True that people tend to reword inconvenient truths. But my point was that concentration of power shouldn’t be in one person’s hands for a lifetime. I suppose we haven’t discussed whether there actually can be a concentration of power if it’s not in one person’s hands. So I’ll wait to hear what you say about that one.
#14440116
I object to the adjective "demotic" being randomly tossed around. Demotic derived from hieratic Egyptian writing used by the priestly caste. Demotic was one of the three languages on the Rosetta Stone. If you want to use it as an adjective, a more reasonable synonym would be "sacerdotal."

taxizen wrote:Neo-reactionaries say that:
- democracy is bad.
- less democracy is better than more democracy
- no democracy at all is best.

- The ideal society is like Karl Popper's Open Society but the progressive democracies are not that society.

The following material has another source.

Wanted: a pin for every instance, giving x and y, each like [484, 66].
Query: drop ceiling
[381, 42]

Popper's alternative society is the Loyal Society where thought is managed to some extent by a central information coordinator (heresy, sedition) but progressive democracies are not that either. Progressive societies are a new type of society which has all the thought distortion (and more) of the Loyal Society but without the central coordinator. They call this the self organising consensus society.

- Government should be small, sharp and strong not big, confused and weak. Historically absolute monarchies are the former and democracies are the latter. There may be a way to have small, sharp and strong government without using the traditional absolute monarchy model through using something like the joint stock company model, this is neo-cameralism.


No society can long survive without a balance of two tendencies. Tendency (1) is the hierarchical organization of the tribe, and by extension, the government. Tendency (2) is the formation of CAS (complex adaptive systems) which you have described as a self-organizing consensus society. Note that CAS is an inevitable development in large complex societies - unfortunately they tend to become inflexible, which is where tendency (1) needs to intervene.

Your three points of neo-reactionaryism illustrate another tendency: taking a formal ideological stance to a point where it self-destructs. There is no ideal amount of democracy, just as there is no ideal size of government; these calculations are entirely dependent on context.